I suggest that you exercise patience here, padawan…we’re only at the beginning of this hayride, and March promises to be a revealing period for the Democratic coalition….
Sanders appeals to more than ‘…New England liberals and their ilk…’ (condescend much?), a fact you would recognize should you care to peruse the post-primary forensics to date….
I believe that President Obama has, in large measure, done what he feels able to do within the context of our present politics (although his TPP advocacy bewilders me to this day). At this point, we can tread water or swim for a more distant shore….
DCF
You agree with Bernie Sanders (but you might not know it)
http://www.nydailynews.com/opinion/david-cay-johnston-agree-bernie-sanders-article-1.2521997
A clearly-written, concise summation of Sanders’ policy positions that illustrate its appeal to a broad base of the American electorate….
DCF
@KH:
I’m 58, a Sanders supporter (in several ways), and I couldn’t disagree more with your declaration here….
I don’t know anyone whose crystal ball is clear and tarot cards aligned at this juncture, but I view the threat of a Ted Cruz nomination as a steadily-increasing possibility…an individual with a truly apocalyptic, radical evangelical perspective/agenda….

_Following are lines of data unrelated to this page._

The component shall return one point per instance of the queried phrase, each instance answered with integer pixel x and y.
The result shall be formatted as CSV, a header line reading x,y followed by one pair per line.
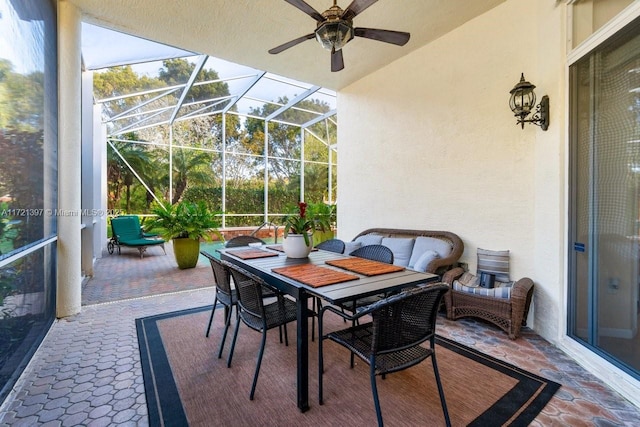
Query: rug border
x,y
530,387
153,357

The Walking Dead is, for me, an engaging television series…I find it appreciably less so as a reality show….
chopper
@mclaren:
for sanders ‘political revolution’ doesn’t just mean ‘vote me into the WH’. it means ‘huge progressive turnout changes congress so we can get all this shit done’.
chopper
@Jim, Foolish Literalist:
right. obama needs to sit sanders down and have a talk about exactly how much work he and his campaign did in 2008 to get the turnout he did. likewise to point out the situational advantage he had (an insanely unpopular incumbent party, economic meltdown, etc) that bernie does not.
many progressives forgot the lesson of obama’s 2008 campaign and think his success came down to popularity and hey, bernie is popular too, huge turnout awaits!

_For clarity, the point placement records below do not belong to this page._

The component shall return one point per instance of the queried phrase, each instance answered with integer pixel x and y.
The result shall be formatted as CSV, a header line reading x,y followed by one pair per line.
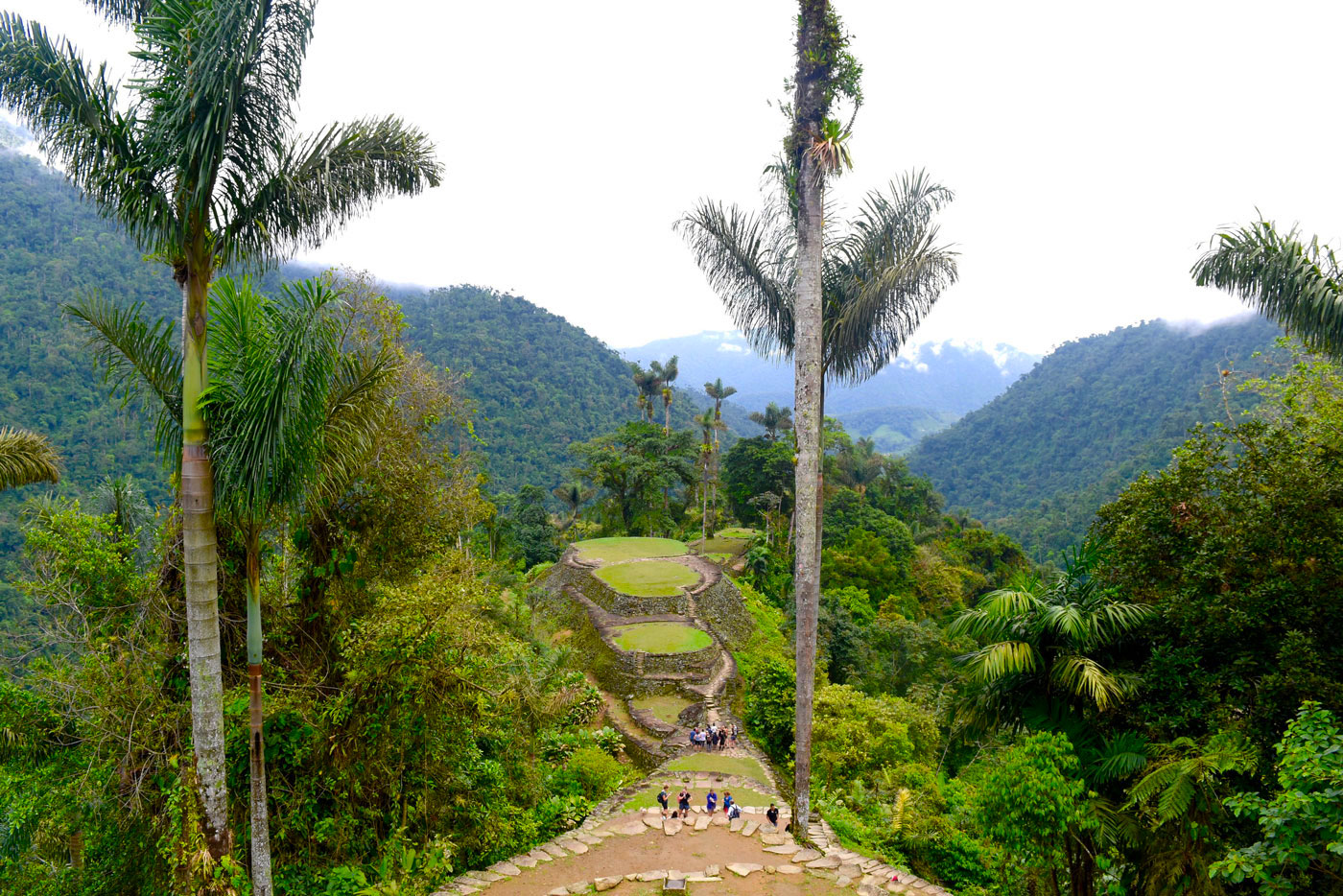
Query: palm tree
x,y
1298,284
291,416
1041,638
774,419
24,459
574,495
667,375
648,383
198,161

obama’s campaign in 2008 is going to be studied for decades for its size and incredible effectiveness at everything including GOTV. assuming you can replicate that without your own massive ground game is ludicrous. so far, turnout this year vs 2008 shows that.
moderateindy
@Jim, Foolish Literalist:
No my argument is He will drive more turnout than Hillary. Also, Hillary has a much bigger chance of motivating Republican turnout. Reading, it’s a skill, try it some time.
chopper
@moderateindy:
this remains to be seen. when the GOP starts cranking up the whole ‘look, the atheist socialist pinko wants to raise your taxes!’ i think there’s a pretty good chance that a lot of conservatives will come out of the cupboards.
The Raven
@ellennelle: Thank you! That is fascinating. I wonder who the other voices in that recording were? Sanders himself read quotes from Debs’s speeches, but there was also a woman and I think another man. The opposition is going to drag that recording out and wave it around (National Review’s thorough-going crank Stanley “Obama is a socialist and gay marriage is awful” Kurtz already has) and the rhetoric is likely to scare people, even now.
CaseCrum
@KH: De-lurking to finally comment around here (Hi!).

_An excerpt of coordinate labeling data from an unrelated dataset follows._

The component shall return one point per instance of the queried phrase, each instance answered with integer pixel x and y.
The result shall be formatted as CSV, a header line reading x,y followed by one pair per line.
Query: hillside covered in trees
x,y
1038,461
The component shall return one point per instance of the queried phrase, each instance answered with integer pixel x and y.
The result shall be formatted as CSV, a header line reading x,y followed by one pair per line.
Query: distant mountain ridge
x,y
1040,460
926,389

This is the kind of Sanderista bullshit I’ve been dreading. You’d really abandon us LGBTs (Who are not any part of an “elite” or “Establishment”, thank you very goddamn much.) to the Republicans?
Life was hell in America for LGBTs until recently. It only started to get better for us gay folks in June 2015, when the Supreme Court said we deserved to be treated the same as straight people.
There is still much work to be done. Employment rights, housing rights, and ensuring that all LGBTs are protected under the Civil Rights Act.
So, yeah. We’re not elites or establishment, as we’re still getting killed in the streets, ignored by both parties, and spit on. To heck with anyone who feels otherwise.